Saturday, July 27, 2013

Lower court overturns higher courts so it can affirm conviction

The United States Supreme Court recently held that when government agents attach GPS trackers to our cars to follow our every move, that is a “search” and, if done without a warrant, violates the Fourth Amendment.  It’s amazing that we really needed a Supreme Court case to tell us that, but in this age of constant, mass, shameless government surveillance of its own citizens, well . . .   Worse yet, even in the rare case, like this one, that the Supreme Court actually speaks out against a government spying practice, its words mean nothing.

Here’s how it went down in the state of Wisconsin: cops put GPS device on defendant’s car to spy on him; cops use this to obtain evidence; prosecutor uses evidence to convict defendant in trial court; defendant appeals to state appellate court under new United States Supreme Court case; defendant argues GPS tracking was an illegal search; state agrees that it was an illegal search; defendant argues that the evidence obtained from the illegal search, therefore, should have been suppressed.

So, did the appellate court suppress the evidence?  No.  Courts are very eager (and proud) to rely on an embarrassingly weak (at least in this context) distinction between rights and remedies.  As I explained in this article, courts essentially say “congratulations defendant, you proved your rights were violated, but you haven’t proved that you’re entitled to a remedy, let alone suppression of the evidence.”

Therefore, the Wisconsin defendant was entitled to no remedy at all, and the court upheld his conviction.  The evidence against him was not suppressed because, even though there was a constitutional violation, the police supposedly acted in “objectively reasonable reliance on then-existing precedent[.]”  That is, when the police attached the GPS tracker to his car, they purportedly relied on the law at that time which did not classify GPS tracking as an illegal search.  This is called the good-faith exception to the general rule that illegally obtained evidence should be excluded.

In support of its decision, the Wisconsin appellate court cited a Wisconsin Supreme Court case that established this so-called good-faith exception to the exclusionary rule.  However, the appellate court ignored this sentence from the higher court’s case: “Our holding [establishing a good-faith exception to the exclusionary rule] does not affect the vast majority of cases where neither this court nor the United States Supreme Court have spoken with specificity in a particular fact situation.” ¶46.
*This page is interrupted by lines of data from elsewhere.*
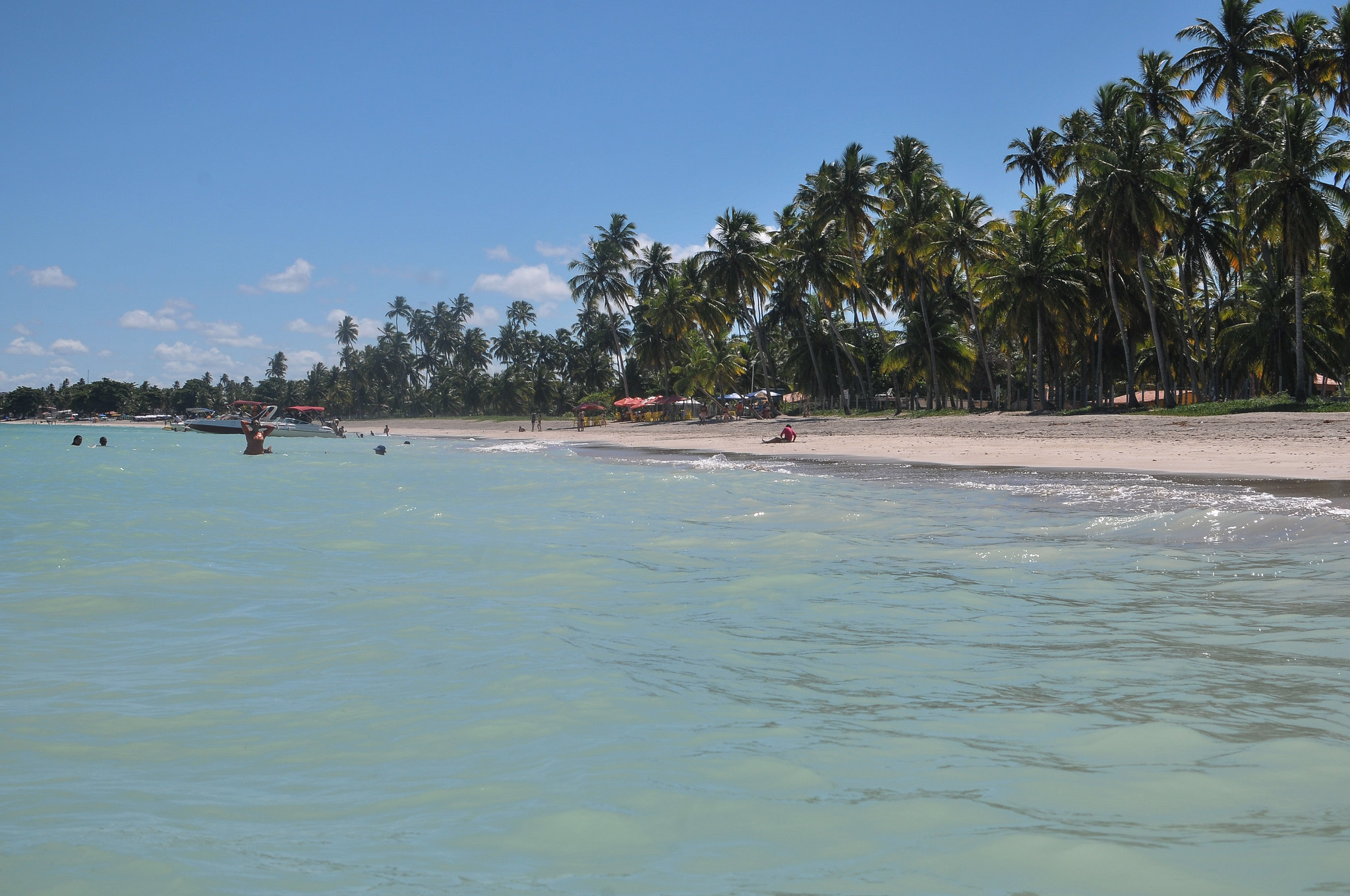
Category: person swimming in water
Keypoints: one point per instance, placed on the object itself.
(256, 432)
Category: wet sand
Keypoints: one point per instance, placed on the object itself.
(1280, 445)
(1240, 445)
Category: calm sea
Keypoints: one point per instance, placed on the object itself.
(492, 668)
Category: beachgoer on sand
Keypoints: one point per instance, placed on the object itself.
(254, 435)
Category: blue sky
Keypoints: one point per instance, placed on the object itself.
(194, 186)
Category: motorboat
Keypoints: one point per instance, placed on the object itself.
(300, 420)
(229, 424)
(189, 416)
(303, 420)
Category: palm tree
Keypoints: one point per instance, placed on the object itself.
(964, 235)
(347, 332)
(654, 269)
(277, 366)
(1302, 56)
(1338, 59)
(1294, 203)
(1037, 158)
(620, 235)
(844, 193)
(736, 262)
(916, 198)
(602, 284)
(1128, 200)
(399, 310)
(1159, 91)
(1036, 271)
(1241, 41)
(520, 315)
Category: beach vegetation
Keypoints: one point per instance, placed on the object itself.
(1180, 240)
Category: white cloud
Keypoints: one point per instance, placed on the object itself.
(528, 281)
(22, 379)
(20, 346)
(678, 253)
(368, 327)
(191, 360)
(301, 325)
(221, 333)
(485, 316)
(305, 358)
(548, 250)
(419, 274)
(46, 277)
(165, 320)
(293, 280)
(141, 319)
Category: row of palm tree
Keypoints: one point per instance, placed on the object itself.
(1185, 229)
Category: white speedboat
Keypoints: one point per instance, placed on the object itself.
(303, 422)
(230, 426)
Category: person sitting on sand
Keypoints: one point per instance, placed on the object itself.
(254, 434)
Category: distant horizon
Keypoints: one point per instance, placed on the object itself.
(196, 189)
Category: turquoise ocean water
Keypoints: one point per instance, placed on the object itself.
(493, 668)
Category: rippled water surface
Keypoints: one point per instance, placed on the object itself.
(485, 668)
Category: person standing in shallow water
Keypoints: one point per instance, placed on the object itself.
(256, 434)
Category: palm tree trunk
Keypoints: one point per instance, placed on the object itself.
(1301, 392)
(838, 372)
(975, 320)
(1040, 360)
(810, 350)
(1159, 349)
(867, 365)
(928, 329)
(1119, 323)
(862, 342)
(1195, 338)
(1207, 362)
(1101, 327)
(623, 373)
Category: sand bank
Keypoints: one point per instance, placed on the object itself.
(1281, 445)
(1240, 445)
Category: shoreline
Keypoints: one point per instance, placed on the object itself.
(1254, 445)
(1257, 445)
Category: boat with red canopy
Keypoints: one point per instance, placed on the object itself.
(300, 420)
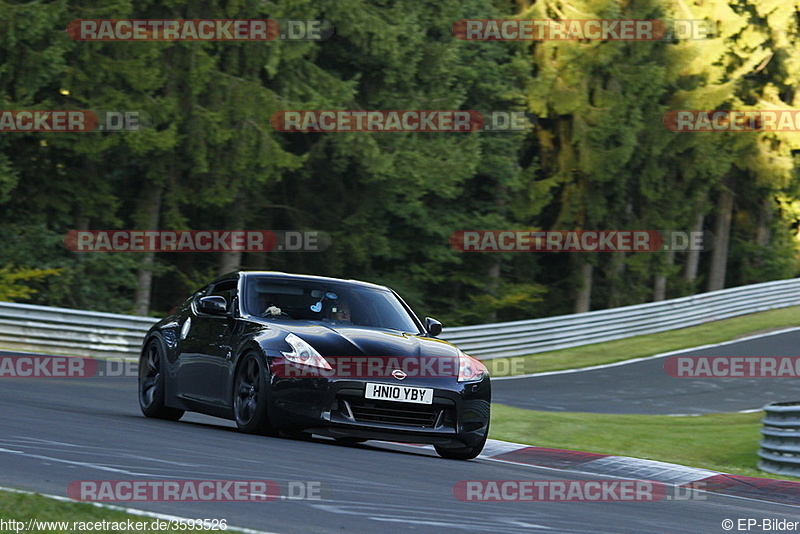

And, neither the United States Supreme Court nor the Wisconsin Supreme Court [“this court”] had “spoken with specificity” with regard to GPS tracking.  In fact, the Wisconsin Supreme Court had previously declined to decide whether GPS tracking constituted a search; this left only the Wisconsin appellate court decisions on which the cops could have relied.  And those lower court decisions, in turn, could not possibly have formed the basis for good-faith reliance by the cops for at least two reasons: (1) those decisions upheld searches because the police, in those cases, actually obtained valid warrants before attaching GPS tracking devices to defendants’ cars, thus rendering any judicial discussion (about whether GPS tracking constituted a search) mere dicta; and (2) those decisions, even if their holdings had been crystal clear and on point, were not state or federal supreme court decisions, and thus could not have been relied upon under the applicable legal standard.

So, by ignoring the most important sentence of the Wisconsin Supreme Court's holding, the lower Wisconsin appellate court actually overruled the Wisconsin Supreme Court (and the United States Supreme Court).  There simply is no kinder way to put it.  But will the higher courts care?  At least for the Wisconsin Supreme Court, the answer is "probably not."  It overrules itself all the time, including, most recently, here and here.  (Note: The court will rarely, if ever, admit that it is overruling itself.  In some cases, it will even dance the night away trying to persuade the reader that its new decision somehow leaves its old decisions intact.  Such extraordinary effort, of course, merely convinces the astute reader of the exact opposite.)

For a legal system that is supposed to be built on precedent -- stare decisis, right? -- our earlier court decisions mean surprisingly little.